I think the people complaining about your way of breaking the problem down are missing the point. You can't say "only swing at strikes" because batters don't have that skill. They can only decide in advance to not swing at ANYTHING, or to be willing to swing. Once they are willing to swing, they can be fooled, or get overanxious, or just plain miss.

As follow-on work, it might be interesting to see if it's possible to characterize the type of hitter who gets the biggest wOBA boost from swinging at 3-0 pitches. It looks like it's the already-selective power hitters, but quantifying that difference might be fun.
I thought this was a very interesting article, is a common question for anyone who's played baseball, and I'm surprised it hasn't been taken before. I too think I'd rather see it broken down by manager than team, and I'd be curious to see the splits on when a team is winning vs losing to see if that changes anything.
One point I noticed that doesn't seem to have been mentioned yet: the guys who never swung at a 3-0 pitch are almost all really fast (Kendall and Youkilis excepted, and Kendall once was fast) and almost all have below average extra-base power (Youkilis, Biggio and Granderson excepted). The guys who frequently swung are almost all really slow middle of the order hitters (Soriano excepted).

I wonder if there's a tendency for players to swing at the 3-0 more with someone on base. With men on base already, trading a little bit of on base percentage for a bit of slugging percentage can be a good deal for the team. Also, walks are more valuable for faster players, especially if first base is open.
Interesting analysis. The biggest hole that I see is that it doesn't consider runners on base. Especially for free swingers, seeing one or two runners in scoring position and a 3-0 count may increase his temptation to swing away.
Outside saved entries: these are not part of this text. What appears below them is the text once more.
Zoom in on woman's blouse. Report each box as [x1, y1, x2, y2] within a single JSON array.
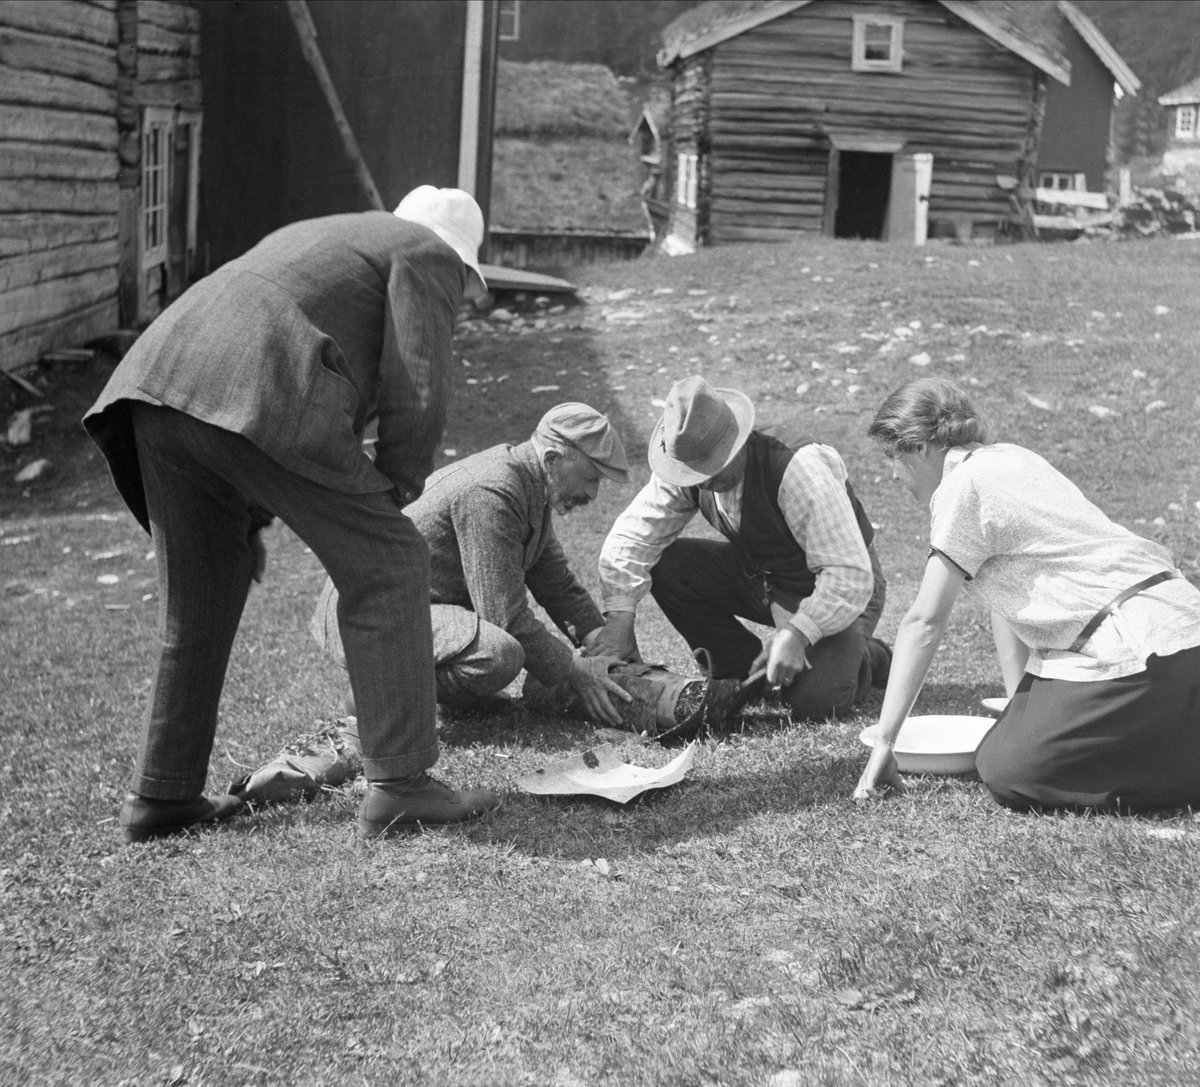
[[929, 444, 1200, 681]]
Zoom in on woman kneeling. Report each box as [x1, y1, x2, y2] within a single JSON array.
[[856, 377, 1200, 812]]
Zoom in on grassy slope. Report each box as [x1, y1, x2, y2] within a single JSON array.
[[2, 236, 1199, 1087]]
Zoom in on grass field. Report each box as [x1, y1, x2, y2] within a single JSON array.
[[2, 234, 1199, 1087]]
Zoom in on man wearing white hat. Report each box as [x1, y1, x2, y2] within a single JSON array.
[[84, 185, 500, 843], [308, 403, 634, 728], [593, 375, 890, 722]]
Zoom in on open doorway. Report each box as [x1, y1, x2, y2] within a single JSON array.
[[834, 151, 893, 238]]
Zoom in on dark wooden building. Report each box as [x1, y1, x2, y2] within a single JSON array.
[[1, 0, 201, 374], [1, 0, 498, 376], [198, 0, 499, 272], [656, 0, 1135, 248], [1034, 0, 1139, 194]]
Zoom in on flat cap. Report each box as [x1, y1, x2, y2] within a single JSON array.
[[536, 403, 630, 484]]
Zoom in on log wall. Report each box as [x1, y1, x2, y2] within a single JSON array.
[[683, 0, 1038, 244], [1, 0, 120, 372], [0, 0, 199, 374], [665, 52, 711, 247]]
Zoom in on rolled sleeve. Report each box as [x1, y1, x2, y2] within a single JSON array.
[[777, 446, 873, 643], [599, 476, 698, 613]]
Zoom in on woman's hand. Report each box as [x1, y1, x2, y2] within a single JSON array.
[[853, 739, 905, 801]]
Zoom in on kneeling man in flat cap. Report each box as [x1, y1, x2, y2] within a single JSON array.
[[591, 375, 890, 722], [311, 404, 634, 726]]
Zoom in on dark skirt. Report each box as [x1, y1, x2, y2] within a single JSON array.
[[975, 643, 1200, 812]]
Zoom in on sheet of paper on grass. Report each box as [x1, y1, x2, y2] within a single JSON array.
[[517, 742, 696, 804]]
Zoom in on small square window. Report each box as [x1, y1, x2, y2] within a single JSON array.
[[1039, 172, 1078, 191], [499, 0, 519, 42], [852, 15, 903, 73], [1177, 105, 1197, 139]]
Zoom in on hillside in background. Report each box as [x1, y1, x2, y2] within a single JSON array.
[[1075, 0, 1200, 165]]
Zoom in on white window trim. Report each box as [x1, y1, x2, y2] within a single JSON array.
[[499, 0, 519, 42], [1177, 105, 1197, 139], [676, 152, 698, 209], [852, 14, 903, 73], [1039, 172, 1086, 192], [141, 107, 172, 271], [140, 107, 203, 277]]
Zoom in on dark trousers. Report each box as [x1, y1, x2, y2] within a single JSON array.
[[649, 538, 886, 720], [130, 403, 438, 799], [976, 643, 1200, 812]]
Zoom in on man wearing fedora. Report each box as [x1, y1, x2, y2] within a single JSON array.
[[84, 185, 502, 842], [308, 403, 634, 729], [592, 375, 889, 722]]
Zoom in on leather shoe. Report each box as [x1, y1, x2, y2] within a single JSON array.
[[119, 792, 244, 844], [358, 773, 501, 838]]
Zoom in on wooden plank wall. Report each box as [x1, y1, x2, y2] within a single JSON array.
[[0, 0, 121, 372], [665, 53, 710, 246], [133, 0, 199, 110], [701, 0, 1036, 243], [0, 0, 199, 373]]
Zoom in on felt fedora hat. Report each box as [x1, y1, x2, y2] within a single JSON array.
[[394, 185, 487, 290], [648, 375, 755, 487]]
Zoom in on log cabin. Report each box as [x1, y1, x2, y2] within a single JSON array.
[[656, 0, 1137, 249], [1158, 76, 1200, 180], [489, 59, 651, 269], [1, 0, 201, 375], [2, 0, 500, 376]]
OTOH, he may be more reluctant to swing if there were no runners on or only a runner on 1B (in that case because taking a walk puts a runner into scoring position).

In addition, swinging away may depend on what inning it is, how many outs there are, what the score is.

So, although you have a relatively small number of cases to deal with, you should do the full analysis of the potential risks and payoffs of swinging away, not just using a general wOBA calculation but one that takes the base-out situation into account as well as the inniner and score.
Great article.

I'm not sure how to articulate this, but I think we need a tripartite analysis: looking at wOBA on a take vs. a swing lumps together the two kinds of takes (those leading to a walk and those to a 3-1 count) as well as the two kinds of swings (those leading to a 3-1 count and those leading to a ball in play.)

Imagine an ideal hitter who swings only when, if he does not, the will become 3-1. Then what we want is wOBA(swing in 3-0)-wOBA(in 3-1). And that, I'm guessing, will favor swinging in 3-0.
Most important thing here is the type of hitter. Why would David Eckstein ever swing on 3-0 when he has no chance of hitting a home run and his best case scenario is 9 times out of ten the same as a walk. Whereas Adam Dunn has a good chance of doing damage on a 3-0 count.

I think a good study would be to see how "power hitters" and non-power hitters" fare when they take or swing on a 3-0 count. Since the advantage in swinging is increased power and the advantage of taking is increased obp.